Gratitude. Maybe this is a journal of gratitude. Can I list all of the things which are great about my life? I certainly don’t need to remind myself because I am living it every day. But then again, my moods shift and at times they plummet, and the reality is that I do need the reminders. I have a nice home. It is quaint and affordable and I have some nice possessions like my wall mirror, my L-shaped light green couch and my teak wooden lounge chair on the patio. I have my first and my own dining room table. I’ve never had my own dining room table before. Not since my marriage ended.
I have a life. I have a life that is worth living. I have my therapist and a few friends and my immediate family members which comprise the entirety of my social support.
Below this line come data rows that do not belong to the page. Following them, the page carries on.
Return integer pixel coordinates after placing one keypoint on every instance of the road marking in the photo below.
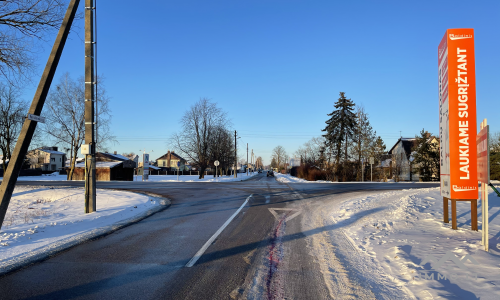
(216, 234)
(273, 211)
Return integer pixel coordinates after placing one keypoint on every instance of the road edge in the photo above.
(48, 251)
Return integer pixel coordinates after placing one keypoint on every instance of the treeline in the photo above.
(205, 137)
(349, 140)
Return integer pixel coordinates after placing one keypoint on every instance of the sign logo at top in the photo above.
(460, 36)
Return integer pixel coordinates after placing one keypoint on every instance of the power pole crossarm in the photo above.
(29, 126)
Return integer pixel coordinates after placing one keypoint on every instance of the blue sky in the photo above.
(277, 67)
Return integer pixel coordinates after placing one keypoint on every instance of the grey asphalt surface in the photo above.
(147, 260)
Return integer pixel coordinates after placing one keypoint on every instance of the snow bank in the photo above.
(160, 178)
(41, 219)
(287, 178)
(403, 235)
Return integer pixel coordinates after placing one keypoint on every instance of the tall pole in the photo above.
(29, 126)
(90, 180)
(235, 157)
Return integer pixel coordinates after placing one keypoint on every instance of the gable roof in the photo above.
(101, 164)
(52, 151)
(172, 155)
(408, 144)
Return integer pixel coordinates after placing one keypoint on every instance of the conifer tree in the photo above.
(495, 156)
(340, 128)
(426, 156)
(364, 139)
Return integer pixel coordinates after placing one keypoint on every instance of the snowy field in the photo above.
(41, 219)
(160, 178)
(390, 236)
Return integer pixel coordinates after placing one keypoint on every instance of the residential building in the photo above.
(109, 166)
(47, 159)
(170, 160)
(403, 168)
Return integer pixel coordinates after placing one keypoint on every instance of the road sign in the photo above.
(36, 118)
(457, 115)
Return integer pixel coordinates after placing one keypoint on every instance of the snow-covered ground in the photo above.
(195, 178)
(398, 246)
(162, 178)
(287, 178)
(40, 219)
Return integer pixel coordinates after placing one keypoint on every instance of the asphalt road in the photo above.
(259, 255)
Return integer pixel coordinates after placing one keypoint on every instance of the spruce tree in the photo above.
(495, 156)
(426, 157)
(340, 128)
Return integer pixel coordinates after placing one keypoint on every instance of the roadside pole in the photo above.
(216, 163)
(178, 167)
(29, 126)
(372, 160)
(90, 81)
(235, 157)
(362, 170)
(483, 174)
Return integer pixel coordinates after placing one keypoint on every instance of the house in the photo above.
(109, 167)
(170, 160)
(402, 152)
(133, 157)
(48, 159)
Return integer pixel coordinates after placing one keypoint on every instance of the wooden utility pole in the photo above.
(29, 126)
(90, 180)
(235, 157)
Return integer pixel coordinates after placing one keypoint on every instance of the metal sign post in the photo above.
(372, 161)
(145, 167)
(483, 175)
(216, 163)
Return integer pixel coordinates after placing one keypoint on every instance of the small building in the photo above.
(403, 168)
(109, 167)
(170, 160)
(48, 159)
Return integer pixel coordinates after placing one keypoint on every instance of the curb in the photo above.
(47, 251)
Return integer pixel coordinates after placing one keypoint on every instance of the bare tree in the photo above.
(199, 126)
(12, 113)
(24, 23)
(66, 116)
(279, 154)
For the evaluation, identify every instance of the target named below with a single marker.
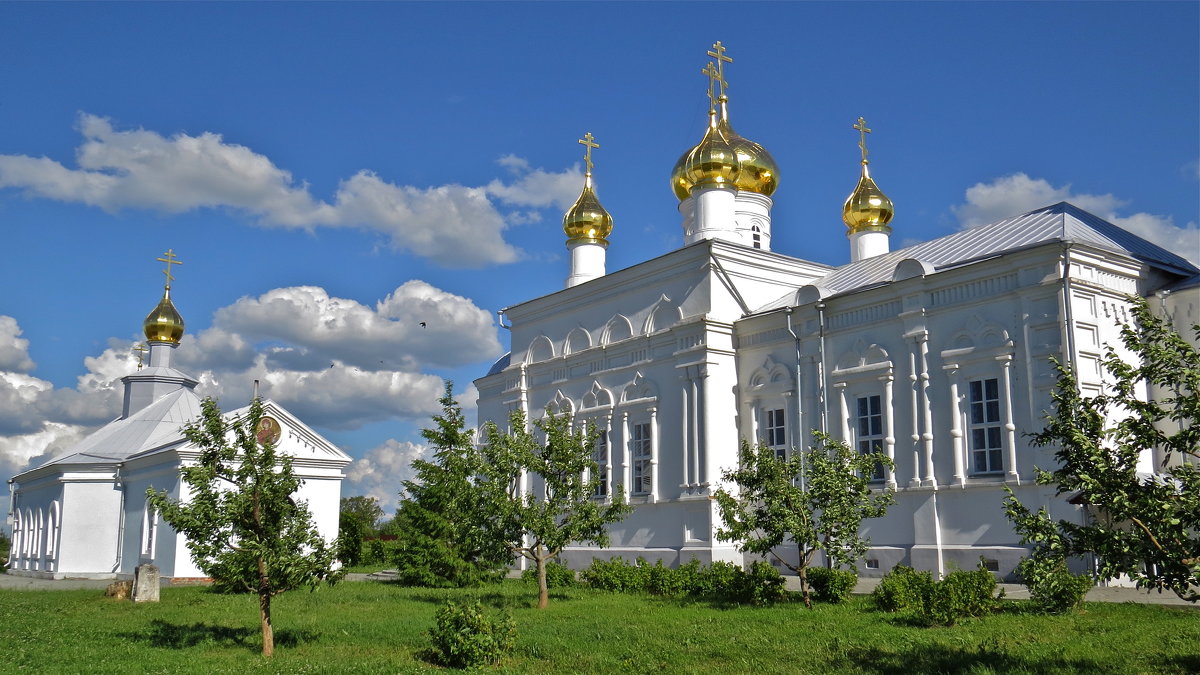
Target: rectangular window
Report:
(774, 431)
(600, 455)
(987, 448)
(869, 428)
(640, 452)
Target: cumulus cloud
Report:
(453, 225)
(13, 348)
(1017, 193)
(382, 471)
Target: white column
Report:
(952, 371)
(1009, 428)
(654, 455)
(889, 441)
(587, 261)
(927, 431)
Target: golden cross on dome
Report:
(139, 350)
(721, 59)
(171, 261)
(713, 77)
(588, 141)
(862, 136)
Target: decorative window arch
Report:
(576, 341)
(617, 329)
(540, 350)
(664, 314)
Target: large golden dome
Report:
(867, 208)
(163, 324)
(587, 221)
(725, 159)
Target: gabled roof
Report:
(1060, 222)
(153, 426)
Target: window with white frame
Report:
(600, 455)
(987, 436)
(774, 431)
(869, 430)
(640, 452)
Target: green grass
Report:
(369, 627)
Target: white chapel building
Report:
(84, 514)
(936, 354)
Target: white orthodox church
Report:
(84, 514)
(936, 354)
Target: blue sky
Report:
(331, 174)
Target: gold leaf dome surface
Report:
(867, 208)
(163, 323)
(587, 220)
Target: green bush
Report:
(558, 575)
(960, 595)
(616, 574)
(1053, 587)
(903, 589)
(466, 637)
(832, 585)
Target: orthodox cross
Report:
(713, 77)
(721, 59)
(862, 136)
(588, 141)
(171, 261)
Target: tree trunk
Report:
(264, 609)
(543, 589)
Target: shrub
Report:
(558, 575)
(961, 593)
(832, 585)
(903, 589)
(616, 574)
(466, 637)
(1053, 587)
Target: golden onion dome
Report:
(867, 208)
(587, 221)
(163, 324)
(757, 171)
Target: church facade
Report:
(936, 354)
(84, 514)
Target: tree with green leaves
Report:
(443, 533)
(817, 500)
(243, 524)
(538, 524)
(1145, 526)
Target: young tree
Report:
(243, 525)
(823, 512)
(443, 533)
(538, 526)
(1147, 526)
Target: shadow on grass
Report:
(945, 658)
(183, 635)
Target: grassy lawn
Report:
(370, 627)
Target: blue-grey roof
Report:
(501, 364)
(1059, 222)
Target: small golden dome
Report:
(163, 324)
(587, 220)
(867, 209)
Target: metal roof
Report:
(1061, 222)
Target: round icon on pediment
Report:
(268, 430)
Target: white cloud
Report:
(1017, 193)
(13, 348)
(454, 225)
(382, 471)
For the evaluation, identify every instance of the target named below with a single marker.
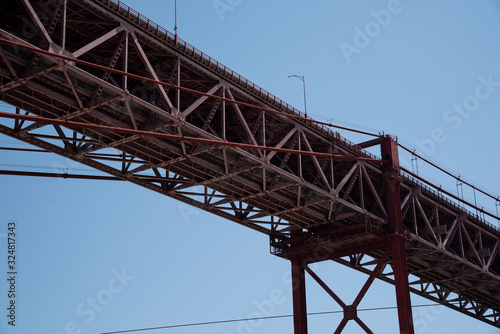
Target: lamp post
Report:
(175, 26)
(301, 77)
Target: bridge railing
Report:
(220, 68)
(440, 193)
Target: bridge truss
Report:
(90, 78)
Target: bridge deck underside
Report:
(452, 254)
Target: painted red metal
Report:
(395, 220)
(299, 297)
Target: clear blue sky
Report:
(144, 260)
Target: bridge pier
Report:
(340, 242)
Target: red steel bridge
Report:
(96, 82)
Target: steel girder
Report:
(276, 193)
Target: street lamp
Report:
(175, 26)
(301, 77)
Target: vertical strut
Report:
(299, 297)
(395, 220)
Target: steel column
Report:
(299, 297)
(395, 220)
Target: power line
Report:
(206, 323)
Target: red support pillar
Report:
(299, 297)
(395, 220)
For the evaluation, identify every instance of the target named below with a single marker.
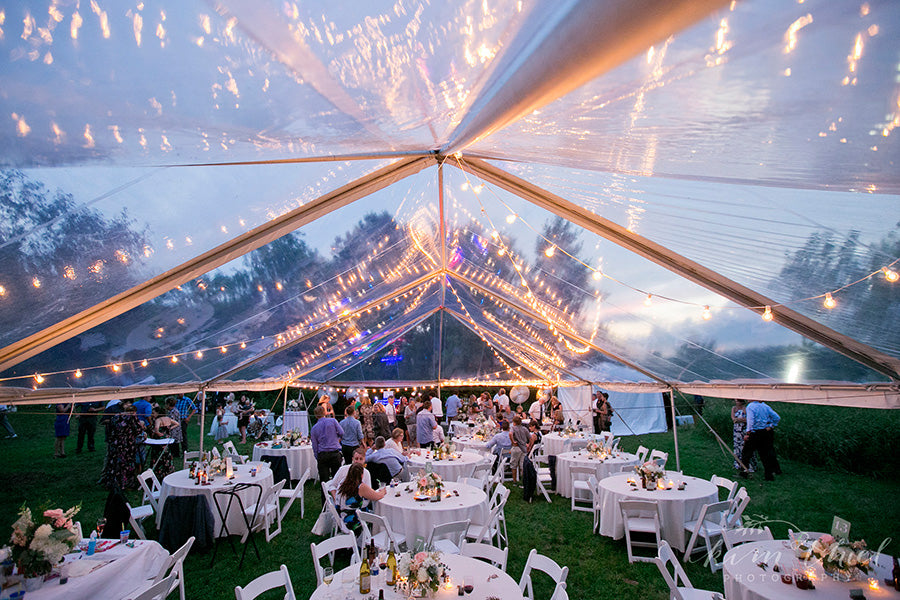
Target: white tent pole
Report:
(674, 429)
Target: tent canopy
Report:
(643, 195)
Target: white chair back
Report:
(264, 583)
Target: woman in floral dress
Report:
(121, 450)
(739, 418)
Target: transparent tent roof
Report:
(198, 195)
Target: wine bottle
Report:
(392, 567)
(365, 579)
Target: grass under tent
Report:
(807, 496)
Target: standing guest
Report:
(325, 437)
(143, 408)
(453, 405)
(352, 437)
(501, 400)
(425, 425)
(175, 432)
(4, 420)
(739, 418)
(604, 411)
(121, 451)
(760, 437)
(367, 419)
(245, 410)
(382, 425)
(87, 424)
(520, 440)
(186, 408)
(61, 429)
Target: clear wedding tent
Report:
(237, 195)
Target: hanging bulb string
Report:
(889, 271)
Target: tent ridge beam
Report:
(861, 353)
(216, 257)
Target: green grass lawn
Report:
(807, 496)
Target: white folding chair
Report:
(709, 526)
(544, 564)
(159, 590)
(448, 537)
(742, 535)
(268, 513)
(492, 554)
(581, 490)
(174, 565)
(136, 515)
(328, 547)
(264, 583)
(292, 494)
(491, 530)
(642, 454)
(642, 517)
(375, 527)
(665, 559)
(727, 485)
(151, 487)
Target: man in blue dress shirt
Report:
(760, 437)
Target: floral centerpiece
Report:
(423, 571)
(842, 559)
(38, 546)
(429, 484)
(650, 473)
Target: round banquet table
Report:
(299, 457)
(602, 468)
(555, 444)
(488, 580)
(120, 573)
(675, 506)
(744, 580)
(413, 518)
(471, 444)
(179, 484)
(449, 469)
(230, 424)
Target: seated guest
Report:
(500, 442)
(396, 441)
(393, 460)
(359, 458)
(354, 494)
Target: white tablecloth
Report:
(602, 469)
(501, 585)
(179, 484)
(296, 420)
(414, 518)
(555, 444)
(130, 570)
(744, 580)
(299, 457)
(449, 470)
(230, 424)
(675, 506)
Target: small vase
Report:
(34, 583)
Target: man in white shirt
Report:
(503, 400)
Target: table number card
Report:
(840, 528)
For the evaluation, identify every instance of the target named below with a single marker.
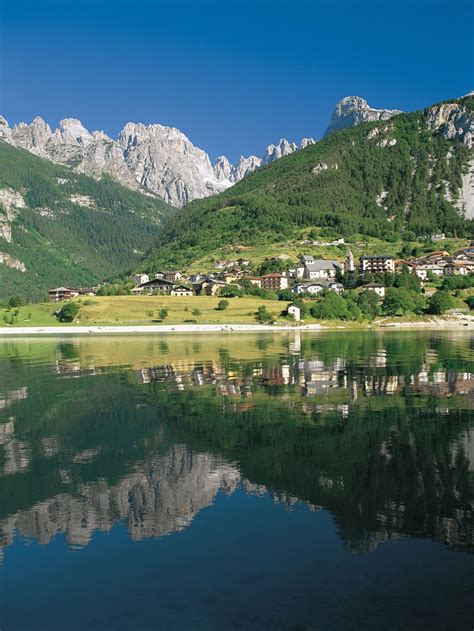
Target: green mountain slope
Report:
(64, 228)
(387, 179)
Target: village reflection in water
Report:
(378, 430)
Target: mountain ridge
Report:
(60, 227)
(159, 159)
(410, 175)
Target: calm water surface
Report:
(268, 481)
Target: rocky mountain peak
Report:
(354, 110)
(222, 168)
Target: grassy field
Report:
(143, 310)
(133, 310)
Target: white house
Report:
(181, 290)
(316, 287)
(377, 263)
(312, 269)
(422, 270)
(295, 311)
(139, 279)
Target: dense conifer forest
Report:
(74, 230)
(394, 179)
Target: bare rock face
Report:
(10, 203)
(452, 120)
(244, 167)
(153, 158)
(273, 152)
(354, 110)
(222, 169)
(455, 122)
(167, 163)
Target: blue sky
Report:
(233, 75)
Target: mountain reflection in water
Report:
(375, 428)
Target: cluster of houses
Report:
(310, 276)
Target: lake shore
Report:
(448, 323)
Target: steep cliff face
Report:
(62, 227)
(150, 158)
(354, 110)
(455, 122)
(410, 175)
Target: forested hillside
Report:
(392, 179)
(58, 227)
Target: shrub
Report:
(440, 302)
(230, 291)
(262, 315)
(331, 307)
(17, 301)
(402, 301)
(68, 312)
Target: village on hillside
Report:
(309, 277)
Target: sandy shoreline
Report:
(465, 322)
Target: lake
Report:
(248, 481)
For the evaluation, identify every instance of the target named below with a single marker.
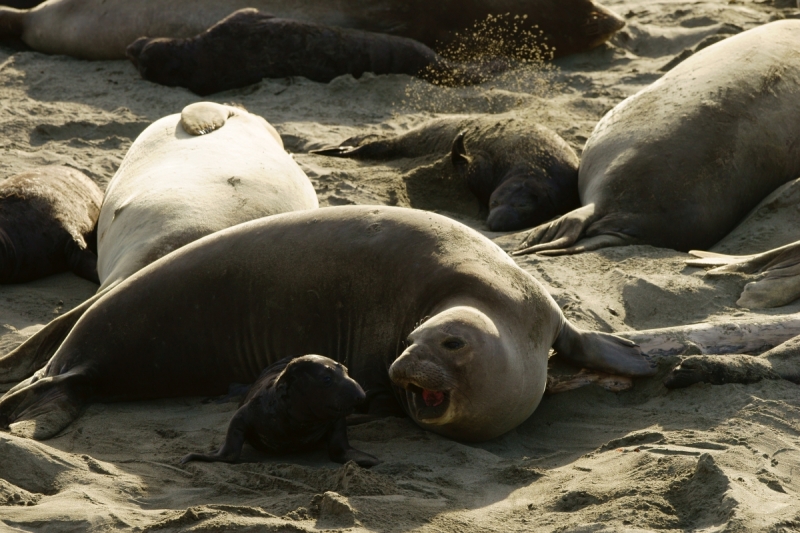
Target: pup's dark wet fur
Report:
(295, 405)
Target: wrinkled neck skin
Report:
(491, 386)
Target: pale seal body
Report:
(47, 222)
(462, 331)
(680, 163)
(174, 187)
(102, 29)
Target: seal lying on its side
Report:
(295, 405)
(680, 163)
(47, 222)
(524, 173)
(185, 176)
(241, 50)
(103, 29)
(461, 330)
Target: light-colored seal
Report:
(680, 163)
(102, 29)
(421, 309)
(47, 222)
(187, 175)
(522, 173)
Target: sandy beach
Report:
(710, 458)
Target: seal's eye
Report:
(453, 344)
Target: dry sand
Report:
(703, 458)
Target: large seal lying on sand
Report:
(47, 223)
(103, 29)
(680, 163)
(411, 302)
(185, 176)
(295, 405)
(523, 173)
(248, 46)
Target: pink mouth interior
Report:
(432, 398)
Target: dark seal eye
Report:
(453, 344)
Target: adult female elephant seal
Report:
(522, 173)
(680, 163)
(187, 175)
(47, 223)
(240, 50)
(460, 329)
(102, 29)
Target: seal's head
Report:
(318, 389)
(464, 377)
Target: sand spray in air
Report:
(504, 61)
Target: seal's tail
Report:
(40, 407)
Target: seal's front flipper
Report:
(559, 234)
(230, 451)
(601, 351)
(204, 117)
(40, 408)
(340, 451)
(35, 352)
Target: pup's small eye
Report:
(453, 344)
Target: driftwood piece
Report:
(748, 336)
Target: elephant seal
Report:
(47, 223)
(522, 173)
(241, 50)
(680, 163)
(103, 29)
(416, 305)
(187, 175)
(295, 405)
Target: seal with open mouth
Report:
(426, 313)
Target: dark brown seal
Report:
(248, 46)
(47, 224)
(523, 174)
(296, 404)
(102, 29)
(680, 163)
(428, 315)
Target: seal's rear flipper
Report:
(35, 352)
(204, 117)
(601, 351)
(40, 408)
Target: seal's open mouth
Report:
(427, 404)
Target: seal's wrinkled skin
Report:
(295, 405)
(47, 224)
(522, 173)
(424, 312)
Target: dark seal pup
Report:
(248, 46)
(680, 163)
(426, 313)
(295, 405)
(522, 173)
(102, 29)
(47, 222)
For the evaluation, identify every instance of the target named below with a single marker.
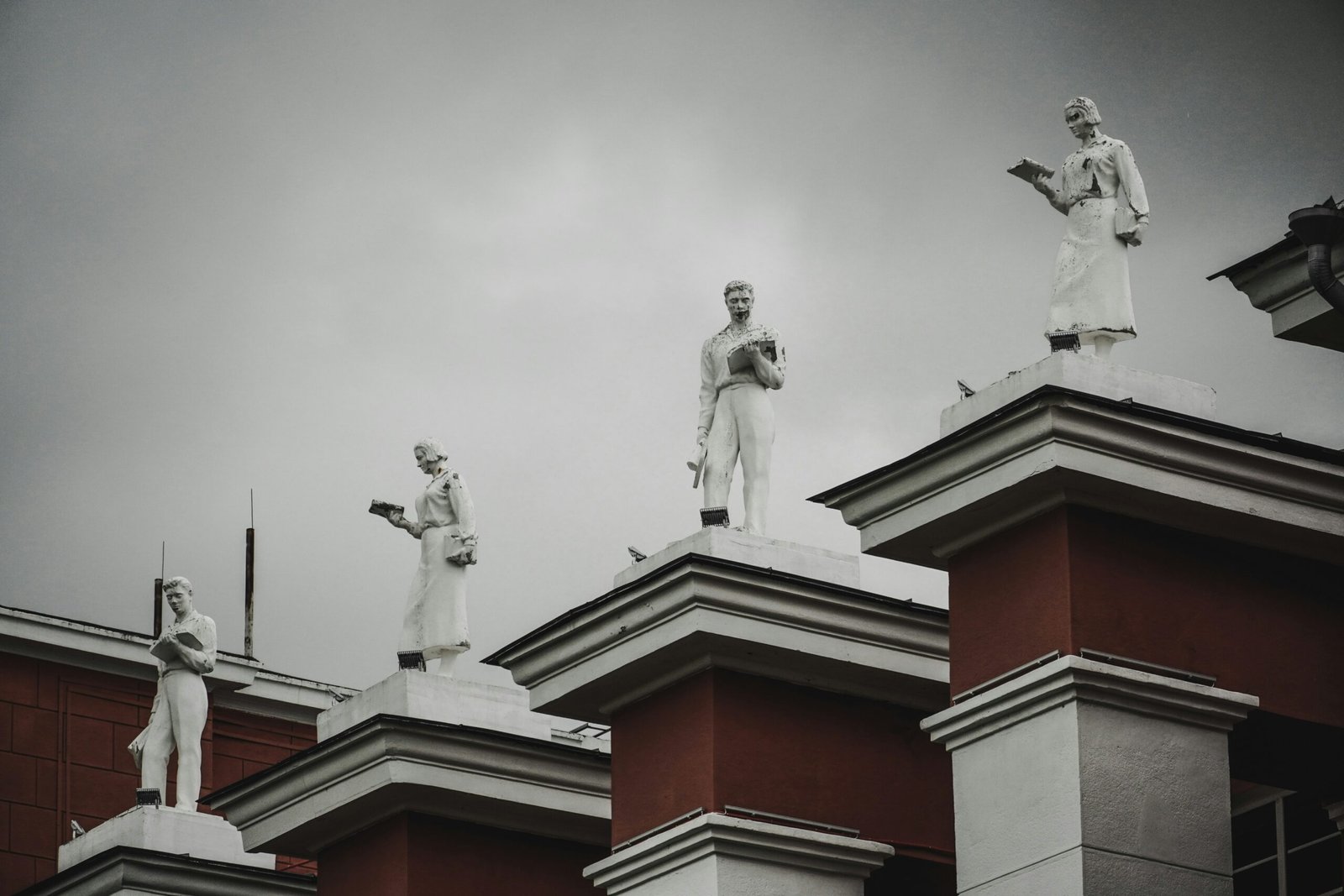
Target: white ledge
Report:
(741, 849)
(389, 765)
(1073, 679)
(1057, 446)
(696, 613)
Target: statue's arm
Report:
(203, 660)
(707, 392)
(1054, 196)
(770, 372)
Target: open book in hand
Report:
(385, 510)
(165, 652)
(738, 360)
(1028, 168)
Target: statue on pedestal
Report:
(1090, 302)
(186, 652)
(434, 624)
(737, 365)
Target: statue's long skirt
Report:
(1090, 296)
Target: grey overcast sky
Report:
(270, 244)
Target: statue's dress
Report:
(436, 607)
(1090, 295)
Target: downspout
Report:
(1319, 228)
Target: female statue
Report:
(434, 624)
(1090, 300)
(186, 651)
(737, 365)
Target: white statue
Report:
(737, 365)
(436, 609)
(186, 651)
(1090, 301)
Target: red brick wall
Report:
(64, 735)
(783, 748)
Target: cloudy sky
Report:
(269, 244)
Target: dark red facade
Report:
(64, 735)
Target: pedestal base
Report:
(167, 831)
(725, 856)
(421, 694)
(1085, 778)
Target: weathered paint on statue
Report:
(737, 365)
(1090, 297)
(434, 624)
(186, 651)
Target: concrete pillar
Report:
(1081, 777)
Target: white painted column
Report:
(1082, 777)
(717, 855)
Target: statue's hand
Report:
(1136, 235)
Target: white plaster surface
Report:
(423, 694)
(167, 831)
(1126, 766)
(718, 855)
(754, 550)
(1086, 374)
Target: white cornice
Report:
(726, 837)
(1074, 679)
(698, 613)
(391, 765)
(141, 871)
(1058, 448)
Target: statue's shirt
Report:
(201, 627)
(714, 363)
(1100, 170)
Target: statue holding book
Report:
(434, 624)
(186, 652)
(1090, 301)
(737, 365)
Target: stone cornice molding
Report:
(128, 869)
(725, 836)
(698, 613)
(1079, 680)
(1058, 446)
(391, 765)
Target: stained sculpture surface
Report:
(434, 624)
(1090, 300)
(186, 652)
(738, 364)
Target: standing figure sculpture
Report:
(434, 624)
(1090, 302)
(737, 365)
(186, 652)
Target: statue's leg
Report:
(756, 421)
(154, 759)
(721, 450)
(187, 696)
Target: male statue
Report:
(737, 365)
(186, 651)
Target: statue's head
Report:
(1081, 112)
(428, 453)
(739, 296)
(178, 593)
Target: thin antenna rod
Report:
(159, 590)
(248, 577)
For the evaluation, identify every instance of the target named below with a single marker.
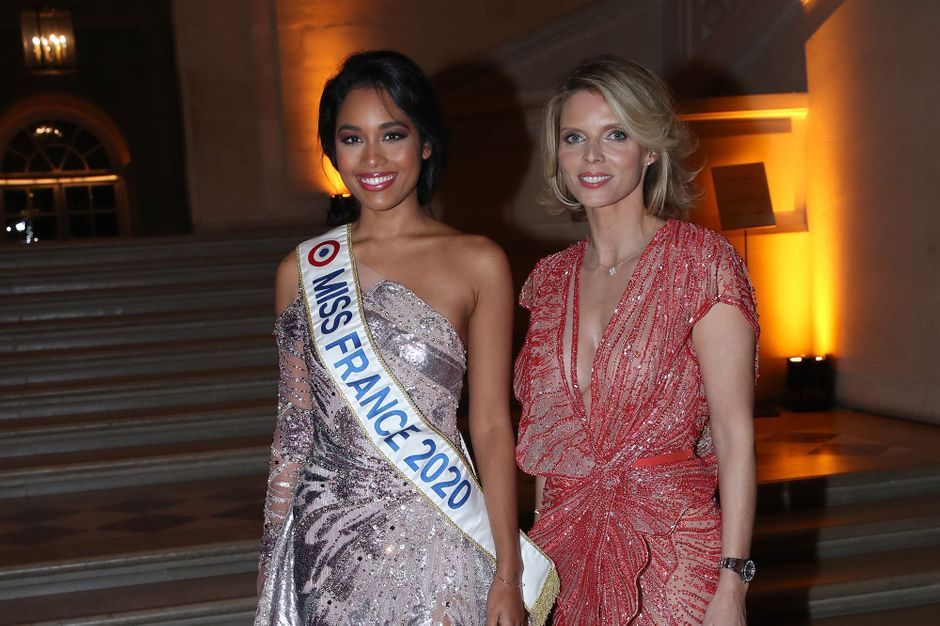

Although now I am my mother’s supporter, and it’s as it should be. The roles have shifted and she needs my support now, and I am strong enough to be able to be there for her.
Although I am extremely attached to my couch, the first piece of expensive furniture I bought after my divorce, I would actually give it up in an instant. I would give it up if it meant helping someone I love. I would give it up in an instant if the decision seemed imminent. But, I am not in that position right now. I just have to recognize that my possessions don’t own me. I own them. I gave away all of my nice ceramic painted planter pots when I had to downsize. No problem! I have simply bought new ones. Things, physical things, can be replaced. People and experiences cannot be replaced. I need to keep this in mind. I own so many things which I treasure: my paintings, my tea cups, my piano keyboard which rarely sees the sight of my fingers, some of my shoes even. As much as I enjoy having those things and using them, I need to remind myself that things, physical things, are replaceable. I keep repeating this because things, physical things, are what define my mother. The things she owns own her. She has not dealt with the traumas of her past and she cannot get rid of anything. She hoards and she will be moving out of her three bedroom home which is completely full of possessions, everywhere, on every surface, and they will be put in storage. I am not sure she will ever be able to afford a home big enough again which will fit all of her things. All I can do is be there for her, visit her, talk to her, accept her for who she is. I can pray for her healing, but that has to come with a willingness which is not currently there. Not yet. I can always hope.